LeetCode's challenge of the day on June 8, 2020 (#231) asks us to write a function that determines if the given Integer n is a power of two. In other words: If we multiply the number 2 any amount of times, will we end up with n?

This is a typical dynamic programming problem. We could solve it with recursion. Using a helper function, we would pass n and the current multiplication. But, if n is large enough, the function would be called thousands of times and we might run into stack overflow protection and get a Segment 11 error code.

Bottom Up Approach

The approach we will use is called the Bottom Up Approach. The idea is that we are utilizing a dp array. "dp" stands for dynamic programming and naming the array dp is a convention widely used in tech challenges and interviews.
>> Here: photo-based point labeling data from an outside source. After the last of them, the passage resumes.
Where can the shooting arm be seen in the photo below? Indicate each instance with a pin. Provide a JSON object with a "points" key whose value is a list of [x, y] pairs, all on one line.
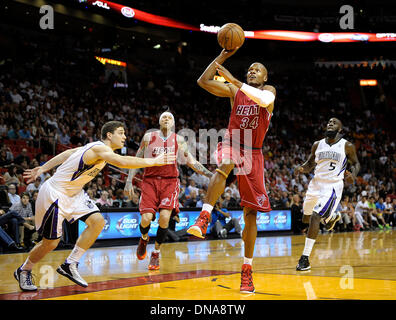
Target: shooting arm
{"points": [[350, 151], [308, 165], [215, 87], [57, 160], [139, 154]]}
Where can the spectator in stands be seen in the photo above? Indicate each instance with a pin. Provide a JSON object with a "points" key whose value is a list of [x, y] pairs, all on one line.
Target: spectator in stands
{"points": [[4, 161], [23, 156], [24, 133], [24, 210], [380, 210], [34, 186], [12, 132], [11, 176], [12, 195], [388, 212], [104, 200]]}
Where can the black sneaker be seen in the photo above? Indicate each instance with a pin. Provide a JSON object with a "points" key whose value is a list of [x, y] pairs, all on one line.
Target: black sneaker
{"points": [[303, 264], [331, 223], [69, 270], [25, 279]]}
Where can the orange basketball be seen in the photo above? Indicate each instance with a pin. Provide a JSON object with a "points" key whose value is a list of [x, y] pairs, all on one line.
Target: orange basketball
{"points": [[230, 36]]}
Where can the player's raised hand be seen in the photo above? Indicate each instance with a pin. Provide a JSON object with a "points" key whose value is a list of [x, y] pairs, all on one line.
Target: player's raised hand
{"points": [[32, 174], [129, 190], [349, 177], [228, 53], [225, 73]]}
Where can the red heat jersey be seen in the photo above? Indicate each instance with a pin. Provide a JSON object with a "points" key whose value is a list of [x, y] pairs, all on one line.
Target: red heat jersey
{"points": [[158, 145], [248, 122]]}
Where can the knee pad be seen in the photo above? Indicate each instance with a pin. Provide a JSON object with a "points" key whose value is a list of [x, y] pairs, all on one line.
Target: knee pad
{"points": [[144, 230], [161, 235], [225, 175]]}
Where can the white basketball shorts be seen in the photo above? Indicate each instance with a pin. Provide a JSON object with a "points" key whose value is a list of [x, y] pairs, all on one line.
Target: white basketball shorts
{"points": [[53, 207], [322, 197]]}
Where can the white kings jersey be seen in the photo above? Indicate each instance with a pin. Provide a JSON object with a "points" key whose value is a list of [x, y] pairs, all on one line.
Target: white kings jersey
{"points": [[73, 174], [331, 161]]}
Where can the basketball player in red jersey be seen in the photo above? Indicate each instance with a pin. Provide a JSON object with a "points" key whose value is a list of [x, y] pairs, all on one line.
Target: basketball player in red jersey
{"points": [[160, 188], [252, 105]]}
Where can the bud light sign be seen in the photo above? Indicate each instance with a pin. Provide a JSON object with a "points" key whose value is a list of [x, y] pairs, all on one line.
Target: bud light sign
{"points": [[128, 224]]}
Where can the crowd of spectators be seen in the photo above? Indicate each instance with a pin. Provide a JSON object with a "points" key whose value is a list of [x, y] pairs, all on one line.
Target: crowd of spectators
{"points": [[55, 95]]}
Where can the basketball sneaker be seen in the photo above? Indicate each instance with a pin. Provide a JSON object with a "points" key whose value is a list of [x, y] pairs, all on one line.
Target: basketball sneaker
{"points": [[199, 228], [303, 264], [246, 279], [331, 223], [154, 261], [141, 250], [25, 279], [70, 271]]}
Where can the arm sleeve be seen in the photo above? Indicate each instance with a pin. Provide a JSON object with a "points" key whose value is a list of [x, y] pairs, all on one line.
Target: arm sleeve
{"points": [[261, 97]]}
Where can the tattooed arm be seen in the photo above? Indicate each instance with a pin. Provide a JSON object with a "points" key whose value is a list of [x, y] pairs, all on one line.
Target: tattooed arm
{"points": [[191, 161], [129, 190]]}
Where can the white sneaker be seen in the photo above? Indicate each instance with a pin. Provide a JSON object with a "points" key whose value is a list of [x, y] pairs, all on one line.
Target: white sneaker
{"points": [[70, 271], [25, 279]]}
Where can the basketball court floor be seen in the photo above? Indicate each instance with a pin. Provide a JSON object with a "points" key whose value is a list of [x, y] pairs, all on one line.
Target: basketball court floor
{"points": [[354, 265]]}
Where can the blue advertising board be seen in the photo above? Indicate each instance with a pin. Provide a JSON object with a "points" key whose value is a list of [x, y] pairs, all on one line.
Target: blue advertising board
{"points": [[125, 224]]}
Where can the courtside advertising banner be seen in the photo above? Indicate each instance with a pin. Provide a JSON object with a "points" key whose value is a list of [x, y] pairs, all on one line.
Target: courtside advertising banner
{"points": [[125, 224]]}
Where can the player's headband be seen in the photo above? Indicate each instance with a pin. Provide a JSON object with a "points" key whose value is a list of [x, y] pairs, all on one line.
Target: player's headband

func isPowerOfTwo(_ n: Int) -> Bool {

    // 1    
    guard n != 1 && n != 2 else {
        return true
    }

    // 2
    var last: Int = 2

    // 3
    for index in 2...Int.max {

        // 4
        let current = last * 2

        // 5
        if current == n {
            return true 
        }

        // 6
        if current > n {
            return false
        }

        // 7
        last = current
    }

    // 8
    return false
}

1) 2^0 is explained in the examples as n = 1 and 2^1 is logically 2. Those are our exit conditions.

2) Based on the exit condition in 1), 2 is the last value we have processed ( 2^1 ).

3) Since we don't know how many multiples we will need to end up at n, we're using a for loop from 2 up to Int.max

4) First, within the loop we will get the last processed number and multiply it by 2 to get the current number.

5) Then, we are checking if current equals the given number n. If so, return true.

6) If the current number is larger than n, we know that n is not a power of two and we need to return false.

7) Update the last element using the current one and continue the loop.

8) Lastly, we return false to satisfy the compiler.

Time and space complexity

The time complexity is expressed as O(n) where n is the possible multiples between 0 and the given integer n. The space complexity is linear as we're only storing the last processed variable.